Money for bike/walking bridge over Ashley River flows

by Bill Davis | News Editor

Looks like West Ashleyians will finally get a way to ride a bike or walk to the peninsula, just like Mt. Pleasanter have over the Ravenel Bridge.

Last month, as it was first reported by the office of U.S. Sen. Lindsey Graham (R-S.C.), the federal Department of Transportation relented and approved the third application for a bicycle/pedestrian bridge over the Ashley River to be built alongside the current car bridges.

Last year, there was a pilot effort to shut down a single lane of Highway 17 going in from West Ashley onto the peninsula. But that was quickly scrapped after a hail of public criticism and a bunch of political resistance, as morning car traffic was deemed sacrosanct.

Enter County Councilman Brantley Moody. Moody was a vocal and strident opponent to dedicating a lane of traffic to bike and walking, as many of his constituents would be rolling down it to their jobs downtown in cars.

Moody offered to find matching county funds from the current half-cent sales tax revenues to help the effort for a stand-alone bridge. He culled enough political will on County Council that $3 million was offered.

That would leave close to another $20 million to fund an elevated pathway for bikers and walkers that would also raise and lower for boat traffic just like the existing two “car” bridges.

Charleston Moves, a local advocacy group supporting non-car transportation options led by Katie Zimmerman went about lining up local private matching donations should the federal government approve the city’s request for funding.

Apparently, the third time was the charm, as the feds have now ponied up $18 million, and with the exception of planning, designing, engineering, environmental clearing, architecture, naming, and deciding who is on the hook for building the project and swallowing any (expected) cost overruns, the bridge is practically completed.


Zimmerman cautions, understandably, that while there is cause for celebration, patience will be at a premium. She points out how long the completion of the 526-completion project has taken and is taking.

She praises the “bipartisan” effort from the federal delegation representing the Lowcountry in Washington, D.C. for how far it’s come so far.

Zimmerman says there are pros and cons to which ever governmental entity takes authorship of the project, with the city and the state DOT being the most likely candidates. One is quicker, the other more experienced.

She says her advocacy group will continue to be engaged in the fund-raising process to help with cost overruns or needs for additional capital. As such, MUSC has just committed several hundred thousand dollars toward the local private match that, she says acknowledging the cheap pun, “helped bridge the gap.”
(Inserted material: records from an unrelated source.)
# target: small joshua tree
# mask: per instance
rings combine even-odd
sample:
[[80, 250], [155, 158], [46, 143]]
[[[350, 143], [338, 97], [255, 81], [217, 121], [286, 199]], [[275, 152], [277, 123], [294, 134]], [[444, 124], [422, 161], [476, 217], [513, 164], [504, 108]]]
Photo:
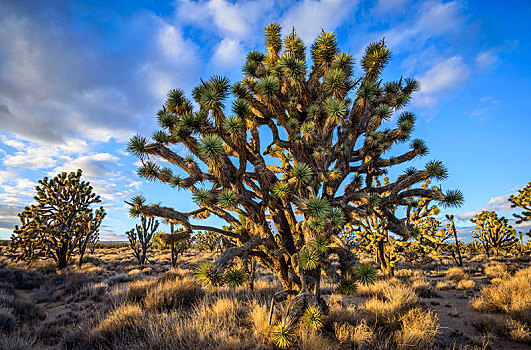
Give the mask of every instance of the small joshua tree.
[[453, 215], [446, 215], [446, 219], [449, 221], [449, 223], [446, 225], [446, 231], [449, 232], [451, 235], [453, 235], [455, 239], [455, 246], [448, 245], [450, 249], [450, 254], [452, 255], [452, 259], [454, 259], [455, 264], [458, 267], [463, 267], [463, 257], [461, 256], [461, 242], [459, 242], [459, 239], [457, 238], [457, 230], [455, 229], [455, 222], [454, 222], [454, 216]]
[[476, 225], [472, 237], [481, 242], [487, 256], [491, 249], [497, 256], [501, 250], [510, 250], [516, 246], [516, 231], [508, 224], [509, 220], [505, 217], [498, 218], [496, 212], [482, 211], [470, 221]]
[[[145, 198], [135, 197], [133, 203], [142, 205], [145, 203]], [[140, 266], [146, 263], [148, 249], [153, 245], [153, 236], [157, 232], [159, 222], [152, 216], [142, 215], [135, 211], [134, 208], [130, 210], [132, 217], [140, 217], [140, 224], [137, 224], [134, 229], [127, 231], [127, 238], [129, 245], [133, 250], [133, 255]]]
[[98, 240], [105, 217], [102, 207], [95, 211], [90, 207], [101, 200], [81, 175], [78, 170], [39, 180], [37, 204], [19, 214], [22, 225], [15, 226], [11, 236], [10, 247], [19, 253], [18, 260], [52, 259], [63, 269], [77, 253], [81, 266], [87, 246]]
[[[524, 188], [518, 190], [518, 194], [511, 195], [509, 202], [511, 202], [511, 208], [520, 208], [523, 210], [521, 213], [513, 214], [517, 224], [531, 221], [531, 182]], [[531, 236], [531, 230], [527, 234]]]
[[[444, 177], [441, 162], [376, 186], [375, 179], [389, 167], [428, 153], [421, 140], [413, 140], [403, 154], [388, 153], [411, 136], [415, 116], [403, 108], [419, 84], [402, 78], [381, 81], [391, 58], [383, 40], [367, 47], [356, 77], [354, 58], [339, 50], [336, 34], [319, 34], [309, 66], [302, 39], [294, 30], [285, 38], [280, 32], [276, 23], [266, 27], [267, 53], [249, 52], [244, 77], [232, 89], [225, 77], [202, 81], [192, 90], [197, 110], [182, 90], [171, 90], [158, 112], [161, 130], [153, 142], [140, 135], [129, 142], [128, 150], [142, 160], [140, 176], [191, 191], [198, 209], [130, 204], [190, 232], [208, 230], [233, 239], [235, 246], [217, 257], [207, 275], [216, 282], [237, 257], [256, 257], [279, 279], [283, 296], [295, 295], [286, 314], [292, 326], [308, 305], [323, 305], [322, 273], [338, 285], [352, 275], [358, 259], [338, 237], [345, 224], [358, 224], [377, 207], [387, 230], [408, 235], [410, 227], [394, 207], [418, 197], [458, 205], [462, 195], [415, 187]], [[229, 113], [225, 103], [231, 92]], [[397, 125], [384, 126], [395, 112]], [[186, 147], [190, 156], [176, 153], [176, 145]], [[378, 203], [372, 200], [376, 197]], [[234, 230], [190, 221], [199, 215], [216, 215]], [[339, 271], [332, 256], [338, 258]]]

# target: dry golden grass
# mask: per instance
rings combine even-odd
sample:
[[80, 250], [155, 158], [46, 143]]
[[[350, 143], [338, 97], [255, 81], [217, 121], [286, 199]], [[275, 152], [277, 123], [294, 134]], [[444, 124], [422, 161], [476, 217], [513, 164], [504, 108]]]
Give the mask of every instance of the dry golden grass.
[[167, 279], [148, 288], [144, 306], [148, 310], [170, 310], [192, 304], [203, 294], [197, 280], [191, 277]]
[[457, 283], [454, 281], [439, 281], [435, 284], [435, 289], [437, 290], [447, 290], [457, 287]]
[[[267, 344], [271, 339], [271, 326], [269, 325], [269, 310], [266, 304], [253, 301], [248, 313], [251, 321], [253, 335], [258, 342]], [[275, 324], [275, 320], [272, 320]]]
[[488, 262], [483, 265], [483, 271], [489, 279], [504, 278], [508, 273], [507, 265], [497, 261]]
[[467, 278], [467, 274], [460, 267], [452, 267], [446, 271], [445, 278], [447, 281], [459, 283], [461, 280]]
[[476, 286], [476, 282], [472, 281], [472, 280], [461, 280], [459, 281], [459, 283], [457, 284], [457, 287], [456, 289], [459, 289], [459, 290], [467, 290], [467, 289], [472, 289]]
[[373, 297], [365, 302], [362, 308], [376, 320], [382, 317], [393, 322], [401, 313], [413, 307], [418, 297], [411, 287], [395, 283], [383, 291], [382, 297]]
[[395, 334], [398, 349], [425, 349], [439, 331], [439, 318], [431, 310], [413, 308], [400, 322], [401, 329]]
[[531, 342], [531, 331], [529, 330], [529, 327], [522, 322], [513, 320], [511, 318], [507, 319], [505, 324], [505, 333], [507, 337], [513, 341], [519, 343]]
[[146, 335], [145, 313], [137, 304], [122, 304], [112, 310], [91, 330], [92, 341], [113, 344], [121, 338]]
[[481, 312], [506, 313], [531, 323], [531, 267], [520, 270], [497, 285], [484, 287], [472, 306]]

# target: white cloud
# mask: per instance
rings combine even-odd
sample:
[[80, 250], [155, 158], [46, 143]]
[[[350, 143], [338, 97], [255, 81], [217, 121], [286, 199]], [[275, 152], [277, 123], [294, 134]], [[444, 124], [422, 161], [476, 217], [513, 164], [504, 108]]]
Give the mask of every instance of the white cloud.
[[470, 68], [461, 56], [450, 57], [435, 64], [419, 78], [421, 92], [433, 94], [447, 91], [465, 80], [469, 74]]
[[[309, 44], [321, 31], [337, 28], [357, 7], [358, 1], [349, 0], [303, 0], [289, 8], [280, 24], [285, 32], [295, 27], [297, 34]], [[349, 17], [350, 16], [350, 17]]]
[[433, 107], [437, 103], [435, 95], [456, 88], [469, 74], [470, 68], [463, 62], [461, 56], [437, 62], [418, 78], [421, 88], [420, 93], [414, 96], [413, 104]]
[[212, 63], [216, 67], [233, 69], [243, 64], [244, 57], [245, 53], [238, 40], [223, 39], [216, 47]]
[[199, 24], [205, 29], [214, 30], [223, 37], [251, 40], [256, 31], [262, 29], [262, 22], [273, 6], [271, 0], [236, 3], [225, 0], [181, 0], [177, 18], [184, 23]]
[[480, 52], [476, 57], [476, 65], [479, 69], [488, 69], [499, 63], [500, 58], [492, 50]]

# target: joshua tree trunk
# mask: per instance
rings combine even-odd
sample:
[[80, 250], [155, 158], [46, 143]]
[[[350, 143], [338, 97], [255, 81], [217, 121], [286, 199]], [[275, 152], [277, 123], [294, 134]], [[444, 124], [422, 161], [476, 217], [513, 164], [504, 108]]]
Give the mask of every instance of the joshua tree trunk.
[[378, 241], [378, 261], [380, 262], [380, 268], [385, 278], [391, 278], [395, 275], [395, 268], [391, 264], [389, 254], [385, 251], [385, 241]]

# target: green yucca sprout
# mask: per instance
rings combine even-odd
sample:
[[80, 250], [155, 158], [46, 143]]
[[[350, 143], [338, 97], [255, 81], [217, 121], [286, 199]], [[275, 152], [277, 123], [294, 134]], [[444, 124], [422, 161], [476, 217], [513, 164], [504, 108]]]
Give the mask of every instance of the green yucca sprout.
[[369, 77], [376, 77], [390, 59], [391, 51], [385, 46], [383, 40], [378, 43], [371, 43], [365, 49], [365, 54], [361, 59], [361, 67]]
[[426, 163], [425, 170], [430, 177], [434, 177], [437, 180], [444, 180], [448, 177], [448, 169], [438, 160], [432, 160]]
[[465, 198], [460, 190], [448, 190], [441, 205], [444, 207], [460, 207], [464, 201]]
[[396, 94], [400, 91], [400, 82], [388, 81], [384, 84], [384, 91], [386, 94]]
[[324, 87], [326, 91], [335, 97], [345, 95], [347, 93], [347, 74], [341, 69], [331, 69], [325, 73]]
[[245, 98], [248, 93], [247, 88], [245, 88], [241, 82], [237, 82], [232, 86], [232, 92], [239, 99]]
[[286, 122], [286, 129], [295, 130], [299, 127], [299, 121], [295, 118], [289, 118]]
[[345, 276], [339, 281], [337, 288], [341, 294], [352, 295], [358, 290], [356, 280], [350, 276]]
[[224, 208], [234, 208], [237, 200], [236, 193], [229, 188], [222, 190], [218, 194], [218, 203]]
[[282, 321], [273, 327], [272, 334], [276, 346], [279, 348], [287, 348], [293, 341], [294, 329]]
[[325, 229], [325, 222], [323, 219], [312, 219], [310, 221], [310, 229], [314, 232], [323, 232]]
[[305, 247], [299, 252], [299, 265], [304, 270], [313, 270], [319, 265], [321, 254], [315, 248]]
[[268, 75], [258, 80], [256, 91], [266, 97], [273, 97], [278, 93], [278, 78]]
[[221, 93], [214, 87], [209, 86], [201, 91], [199, 101], [202, 106], [209, 109], [221, 107]]
[[377, 193], [370, 193], [367, 197], [367, 203], [371, 208], [377, 207], [380, 204], [382, 198]]
[[166, 100], [166, 108], [171, 112], [178, 112], [178, 107], [182, 106], [186, 101], [184, 91], [181, 89], [173, 89], [168, 92], [168, 99]]
[[319, 105], [311, 105], [308, 107], [308, 116], [315, 118], [320, 111]]
[[266, 57], [265, 54], [263, 54], [262, 52], [256, 51], [256, 50], [251, 50], [247, 54], [247, 60], [248, 61], [254, 61], [254, 62], [257, 62], [257, 63], [258, 62], [262, 62], [265, 57]]
[[343, 175], [343, 172], [339, 168], [332, 169], [332, 171], [330, 171], [330, 173], [328, 174], [331, 180], [339, 180], [341, 178], [341, 175]]
[[278, 53], [282, 48], [280, 30], [282, 27], [278, 23], [269, 23], [265, 27], [265, 44], [269, 52]]
[[230, 116], [223, 122], [223, 129], [229, 134], [237, 134], [243, 128], [243, 122], [238, 116]]
[[317, 235], [312, 241], [312, 247], [317, 249], [319, 252], [324, 252], [327, 250], [329, 244], [330, 240], [326, 238], [325, 235]]
[[424, 141], [420, 139], [415, 139], [411, 141], [411, 148], [413, 148], [415, 151], [418, 152], [419, 155], [424, 156], [428, 154], [428, 146], [424, 143]]
[[282, 74], [293, 81], [300, 81], [306, 75], [306, 64], [294, 56], [284, 54], [277, 62], [277, 68]]
[[370, 99], [378, 93], [378, 86], [371, 82], [364, 82], [358, 90], [358, 95], [364, 99]]
[[192, 194], [192, 200], [198, 206], [203, 206], [208, 201], [209, 197], [210, 197], [210, 192], [207, 190], [201, 189], [201, 188], [197, 189]]
[[163, 145], [168, 143], [168, 135], [162, 130], [155, 131], [153, 133], [152, 139], [155, 142], [163, 144]]
[[218, 160], [225, 154], [223, 140], [217, 134], [205, 135], [199, 140], [199, 153], [209, 162]]
[[343, 228], [347, 222], [345, 215], [343, 215], [343, 211], [339, 208], [332, 209], [330, 219], [332, 220], [332, 225], [336, 228]]
[[159, 113], [157, 113], [157, 121], [159, 122], [159, 125], [165, 129], [173, 128], [177, 122], [175, 116], [166, 111], [159, 111]]
[[246, 100], [237, 99], [232, 103], [232, 111], [243, 119], [249, 114], [249, 103]]
[[376, 282], [378, 274], [372, 265], [361, 264], [356, 267], [355, 276], [361, 284], [370, 286]]
[[230, 288], [236, 288], [243, 285], [246, 279], [245, 272], [236, 267], [232, 267], [225, 273], [224, 281]]
[[157, 179], [159, 171], [160, 166], [158, 164], [147, 161], [143, 162], [142, 165], [138, 168], [137, 174], [140, 177], [153, 181]]
[[417, 172], [417, 168], [410, 166], [404, 170], [404, 174], [406, 175], [413, 175]]
[[273, 185], [273, 193], [278, 198], [286, 198], [289, 196], [289, 186], [286, 182], [277, 181]]
[[180, 176], [173, 176], [171, 179], [170, 179], [170, 185], [171, 187], [173, 188], [176, 188], [176, 187], [180, 187], [181, 186], [181, 177]]
[[230, 90], [229, 78], [221, 75], [214, 75], [210, 78], [208, 84], [219, 93], [222, 100], [228, 97]]
[[321, 30], [321, 33], [312, 45], [311, 51], [312, 59], [316, 64], [327, 66], [332, 63], [335, 55], [339, 52], [337, 48], [337, 34]]
[[378, 107], [376, 107], [374, 113], [384, 120], [389, 120], [391, 118], [393, 110], [388, 105], [381, 103], [378, 105]]
[[347, 114], [347, 106], [343, 100], [327, 98], [323, 107], [328, 117], [335, 123], [339, 123]]
[[315, 123], [312, 121], [306, 121], [302, 123], [301, 132], [305, 136], [312, 135], [315, 132]]
[[295, 34], [295, 30], [284, 37], [284, 50], [298, 60], [305, 60], [306, 48], [302, 39]]
[[242, 68], [243, 74], [249, 77], [254, 77], [256, 75], [257, 70], [258, 70], [258, 63], [256, 63], [255, 61], [245, 62]]
[[146, 197], [144, 196], [134, 196], [131, 198], [131, 203], [134, 205], [144, 205], [146, 203]]
[[177, 127], [173, 129], [172, 137], [179, 142], [183, 142], [190, 137], [191, 134], [192, 130], [179, 123], [177, 124]]
[[292, 178], [296, 179], [299, 184], [308, 183], [312, 178], [313, 171], [306, 163], [297, 163], [290, 171]]
[[146, 155], [147, 139], [142, 135], [135, 135], [131, 137], [127, 143], [127, 150], [137, 157], [144, 157]]
[[346, 52], [336, 54], [332, 61], [332, 68], [342, 70], [347, 77], [354, 71], [354, 57]]
[[304, 323], [311, 329], [319, 329], [323, 326], [323, 314], [318, 308], [310, 307], [304, 313]]
[[332, 206], [328, 199], [315, 196], [306, 202], [305, 212], [312, 218], [324, 219], [332, 212]]
[[223, 285], [222, 273], [210, 261], [201, 262], [195, 269], [195, 275], [201, 281], [214, 287]]
[[168, 179], [173, 177], [173, 171], [168, 167], [164, 167], [160, 170], [160, 175]]

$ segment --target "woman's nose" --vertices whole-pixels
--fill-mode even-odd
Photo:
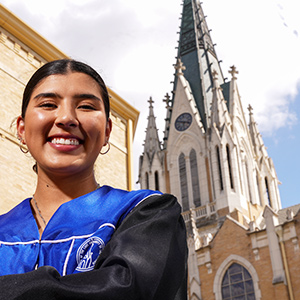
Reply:
[[[57,126],[63,127],[77,127],[78,120],[75,109],[69,106],[62,106],[57,111],[57,117],[55,121]]]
The bicycle/walking bridge will help continue the national bike/walk trail that is close to completely connecting the entire eastern seaboard of the country. Charleston is one of the biggest, most crucial missing links in that effort.

Keith Benjamin, the director of the city’s Traffic and Transportation office, says the most important aspect of the project is making sure that Charleston is no longer “number one in the state in bike and pedestrian fatalities. We’re not proud of that, and something has to be done to address that and it’s something we simply can’t ignore.”

Benjamin likes the safety provided by separating bicyclists and walkers from car traffic, but like Zimmerman, cautions that the sense of urgency this project has engendered needs to be met with sound execution.

Benjamin says that the first phase of the project – improving intersections and connectivity along West Ashley’s greenway and bikeway – can be started before construction of the actual bridge would begin.

He says the bridge could act as a “trigger point” in the fight to introduce more multimodalism to the area’s traffic patterns, giving commuters more options that just sitting in traffic in their car.

Benjamin foresees a day when a paved Bikeway feeds into a paved Greenway across enhanced and safe intersections along their paths, and then feed bikers and walkers into an area just next to the relatively new 35 Folly apartment complex, linking West Ashley with improvements already made along Lockwood Drive down to the Battery.

While that will take a lot of work, he praises all the “behind the scenes” work that went on with the local federal delegation to get the money flowing and the project approved. That being said, Benjamin says it was “pretty cool” to talk about the approval with locals who first brought up the idea back in the ‘70s and ‘80s.

Harry Lesesne, the executive director of the Charleston Parks Conservancy, has already led the effort to improve the Greenway and Bikeway. He calls the bridge project a “game changer” that could enhance the value of all greenspace in the area.

“I think it enhances downtown, too,” not just West Ashley, says Lesesne. “It makes it easier to get around the entire community better, and I think it makes all of Charleston more valuable – not from a property value sense, but from it being a better place to live.”

“This is a great thing, and if there are people who don’t like public spaces, then that’s their problem … not much can be done for those people,” he says.